By necessity, transplant patients are sometimes monitored for EBV DNA load during their hospital stay and in the postdischarge period by different PCR assays. In situations in which some of the testing is done in whole blood by TaqMan PCR and other testing is done in PBLs by cPCR, we believe that health care providers can use the EBV DNA load groups, described in Table 1, as a general comparative guide.

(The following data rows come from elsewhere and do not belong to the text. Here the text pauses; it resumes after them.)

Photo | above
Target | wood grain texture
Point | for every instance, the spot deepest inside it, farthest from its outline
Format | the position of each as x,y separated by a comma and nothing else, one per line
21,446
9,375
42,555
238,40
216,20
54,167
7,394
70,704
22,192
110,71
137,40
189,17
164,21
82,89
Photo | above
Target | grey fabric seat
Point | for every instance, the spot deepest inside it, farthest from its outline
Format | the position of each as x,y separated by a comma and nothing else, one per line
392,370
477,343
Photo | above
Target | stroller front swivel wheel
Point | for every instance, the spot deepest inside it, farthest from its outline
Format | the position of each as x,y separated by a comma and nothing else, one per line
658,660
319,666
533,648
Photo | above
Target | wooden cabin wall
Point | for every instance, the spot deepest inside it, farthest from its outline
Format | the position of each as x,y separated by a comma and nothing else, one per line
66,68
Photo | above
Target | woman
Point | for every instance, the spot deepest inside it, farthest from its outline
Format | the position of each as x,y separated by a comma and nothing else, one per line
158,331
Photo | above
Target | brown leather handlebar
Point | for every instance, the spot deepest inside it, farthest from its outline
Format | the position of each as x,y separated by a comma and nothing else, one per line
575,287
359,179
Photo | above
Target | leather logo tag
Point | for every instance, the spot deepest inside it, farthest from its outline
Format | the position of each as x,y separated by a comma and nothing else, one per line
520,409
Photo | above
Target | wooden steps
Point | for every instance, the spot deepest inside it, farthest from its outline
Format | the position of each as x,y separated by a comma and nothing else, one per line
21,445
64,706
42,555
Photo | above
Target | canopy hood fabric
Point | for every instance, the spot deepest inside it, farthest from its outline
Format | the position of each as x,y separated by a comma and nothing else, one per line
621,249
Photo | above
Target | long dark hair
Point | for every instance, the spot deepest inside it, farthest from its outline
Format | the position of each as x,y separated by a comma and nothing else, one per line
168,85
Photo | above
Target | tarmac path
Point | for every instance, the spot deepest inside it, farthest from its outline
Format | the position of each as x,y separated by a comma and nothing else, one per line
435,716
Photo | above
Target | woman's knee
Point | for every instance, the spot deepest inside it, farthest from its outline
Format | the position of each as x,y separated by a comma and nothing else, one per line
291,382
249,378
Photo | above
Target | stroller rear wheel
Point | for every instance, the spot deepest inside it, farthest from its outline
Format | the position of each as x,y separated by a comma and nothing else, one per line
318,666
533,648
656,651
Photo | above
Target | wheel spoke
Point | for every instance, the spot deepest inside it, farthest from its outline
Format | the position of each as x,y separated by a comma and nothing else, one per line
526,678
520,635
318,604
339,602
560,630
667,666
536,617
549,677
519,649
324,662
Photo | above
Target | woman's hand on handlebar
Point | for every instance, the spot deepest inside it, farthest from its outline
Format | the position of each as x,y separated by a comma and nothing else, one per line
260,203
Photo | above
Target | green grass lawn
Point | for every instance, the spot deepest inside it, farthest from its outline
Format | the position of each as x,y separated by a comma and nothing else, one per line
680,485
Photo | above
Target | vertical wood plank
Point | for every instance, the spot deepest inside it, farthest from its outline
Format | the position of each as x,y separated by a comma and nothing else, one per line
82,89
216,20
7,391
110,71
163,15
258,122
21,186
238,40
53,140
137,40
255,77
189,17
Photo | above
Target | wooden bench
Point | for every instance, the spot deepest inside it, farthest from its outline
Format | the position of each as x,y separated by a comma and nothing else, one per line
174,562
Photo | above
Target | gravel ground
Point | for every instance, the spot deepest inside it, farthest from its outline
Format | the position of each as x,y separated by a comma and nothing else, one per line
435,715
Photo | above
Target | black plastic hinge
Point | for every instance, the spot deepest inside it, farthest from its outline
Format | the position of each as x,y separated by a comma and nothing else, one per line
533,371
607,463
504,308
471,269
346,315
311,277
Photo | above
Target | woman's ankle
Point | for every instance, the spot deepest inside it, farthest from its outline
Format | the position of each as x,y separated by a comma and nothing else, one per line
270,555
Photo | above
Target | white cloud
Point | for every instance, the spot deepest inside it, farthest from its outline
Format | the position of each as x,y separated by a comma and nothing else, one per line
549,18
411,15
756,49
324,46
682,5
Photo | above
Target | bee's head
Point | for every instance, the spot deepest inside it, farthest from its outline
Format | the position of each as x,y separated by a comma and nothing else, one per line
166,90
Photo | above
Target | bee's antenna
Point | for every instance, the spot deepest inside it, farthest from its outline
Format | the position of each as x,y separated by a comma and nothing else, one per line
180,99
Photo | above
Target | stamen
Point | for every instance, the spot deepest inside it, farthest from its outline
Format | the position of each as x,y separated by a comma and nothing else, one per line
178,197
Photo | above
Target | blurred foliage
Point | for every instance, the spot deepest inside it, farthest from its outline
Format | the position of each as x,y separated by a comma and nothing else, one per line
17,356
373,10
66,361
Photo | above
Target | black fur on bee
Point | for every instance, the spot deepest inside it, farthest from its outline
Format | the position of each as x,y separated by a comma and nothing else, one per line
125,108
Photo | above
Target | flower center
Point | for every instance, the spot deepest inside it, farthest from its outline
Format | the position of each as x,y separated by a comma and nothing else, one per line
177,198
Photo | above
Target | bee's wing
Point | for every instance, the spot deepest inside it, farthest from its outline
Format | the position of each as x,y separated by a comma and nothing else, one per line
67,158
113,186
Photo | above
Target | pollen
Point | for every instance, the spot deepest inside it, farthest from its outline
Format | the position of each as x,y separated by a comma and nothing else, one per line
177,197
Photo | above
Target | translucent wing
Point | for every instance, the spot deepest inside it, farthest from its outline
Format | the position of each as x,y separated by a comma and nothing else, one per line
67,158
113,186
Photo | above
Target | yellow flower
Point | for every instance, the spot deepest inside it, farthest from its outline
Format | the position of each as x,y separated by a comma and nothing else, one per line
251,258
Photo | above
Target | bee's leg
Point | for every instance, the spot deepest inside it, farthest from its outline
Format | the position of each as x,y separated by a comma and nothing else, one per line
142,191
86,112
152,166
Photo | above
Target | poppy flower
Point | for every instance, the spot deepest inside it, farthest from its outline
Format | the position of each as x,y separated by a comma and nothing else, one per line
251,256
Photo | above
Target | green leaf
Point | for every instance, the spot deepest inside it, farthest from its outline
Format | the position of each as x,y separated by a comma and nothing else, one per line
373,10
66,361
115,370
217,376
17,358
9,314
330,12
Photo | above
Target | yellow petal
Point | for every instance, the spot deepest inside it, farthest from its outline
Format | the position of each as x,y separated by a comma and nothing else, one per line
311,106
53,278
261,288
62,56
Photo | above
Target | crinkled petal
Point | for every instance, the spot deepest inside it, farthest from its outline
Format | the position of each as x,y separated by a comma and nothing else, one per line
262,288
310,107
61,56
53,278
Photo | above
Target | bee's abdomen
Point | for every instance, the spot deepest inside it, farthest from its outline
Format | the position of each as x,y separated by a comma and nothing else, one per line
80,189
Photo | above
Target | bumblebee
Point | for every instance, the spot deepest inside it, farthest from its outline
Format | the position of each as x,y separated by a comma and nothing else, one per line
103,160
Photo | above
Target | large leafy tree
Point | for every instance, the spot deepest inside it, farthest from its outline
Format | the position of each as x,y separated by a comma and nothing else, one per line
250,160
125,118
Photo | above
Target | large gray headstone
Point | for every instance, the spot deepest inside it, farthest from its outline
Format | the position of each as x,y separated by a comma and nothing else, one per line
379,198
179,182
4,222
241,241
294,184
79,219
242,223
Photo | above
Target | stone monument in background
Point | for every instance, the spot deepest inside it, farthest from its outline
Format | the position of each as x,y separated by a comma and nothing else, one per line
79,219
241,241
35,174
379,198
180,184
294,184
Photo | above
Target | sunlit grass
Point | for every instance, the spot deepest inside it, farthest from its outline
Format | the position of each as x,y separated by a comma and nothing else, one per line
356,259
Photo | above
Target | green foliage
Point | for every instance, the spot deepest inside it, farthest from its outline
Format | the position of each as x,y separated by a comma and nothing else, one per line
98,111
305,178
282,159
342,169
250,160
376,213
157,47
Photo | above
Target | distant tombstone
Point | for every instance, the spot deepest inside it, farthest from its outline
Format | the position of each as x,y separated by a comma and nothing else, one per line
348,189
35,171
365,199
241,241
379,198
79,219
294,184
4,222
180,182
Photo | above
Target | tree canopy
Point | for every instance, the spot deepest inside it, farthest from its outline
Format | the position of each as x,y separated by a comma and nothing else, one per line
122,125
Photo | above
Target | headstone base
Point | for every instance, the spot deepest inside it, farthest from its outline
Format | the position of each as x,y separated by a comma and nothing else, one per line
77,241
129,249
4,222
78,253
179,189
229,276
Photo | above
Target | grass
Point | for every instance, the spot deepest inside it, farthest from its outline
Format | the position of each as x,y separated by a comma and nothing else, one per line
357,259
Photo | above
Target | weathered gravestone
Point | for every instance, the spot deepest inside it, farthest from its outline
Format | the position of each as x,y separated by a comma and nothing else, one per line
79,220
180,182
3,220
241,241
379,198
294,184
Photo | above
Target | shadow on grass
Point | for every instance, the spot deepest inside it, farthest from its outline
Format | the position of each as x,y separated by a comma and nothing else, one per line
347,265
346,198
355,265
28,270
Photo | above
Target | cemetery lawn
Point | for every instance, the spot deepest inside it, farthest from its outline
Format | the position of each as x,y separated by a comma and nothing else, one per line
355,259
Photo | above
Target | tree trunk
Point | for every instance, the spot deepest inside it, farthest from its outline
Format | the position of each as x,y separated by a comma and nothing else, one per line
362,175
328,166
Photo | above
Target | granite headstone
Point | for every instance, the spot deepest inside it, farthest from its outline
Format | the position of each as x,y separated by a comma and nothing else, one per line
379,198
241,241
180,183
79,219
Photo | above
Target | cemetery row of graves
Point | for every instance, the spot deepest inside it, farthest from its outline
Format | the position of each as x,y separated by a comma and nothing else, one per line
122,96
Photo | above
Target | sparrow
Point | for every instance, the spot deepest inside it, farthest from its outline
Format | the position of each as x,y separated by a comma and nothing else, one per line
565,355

In contrast to our results, Stevens et al. (11) recently reported a relatively low but a significant correlation between EBV DNA loads in whole blood determined by a real-time LightCycler-based PCR assay and by a cPCR assay, but observed poor results with a TaqMan PCR assay compared to the cPCR assay. Because the reasons for the apparent differences between the two studies are not known, but may be related to differences in a variety of techniques, including DNA purification, quality of standards, percentage of target volume in PCR mixture, etc., as well as selection of cutoff values, laboratories should proceed carefully in adopting or converting to a particular PCR system for quantification of EBV DNA load. Furthermore, efforts should be made to develop national standards that will allow for comparison of results of EBV viral load testing between laboratories regardless of the method used.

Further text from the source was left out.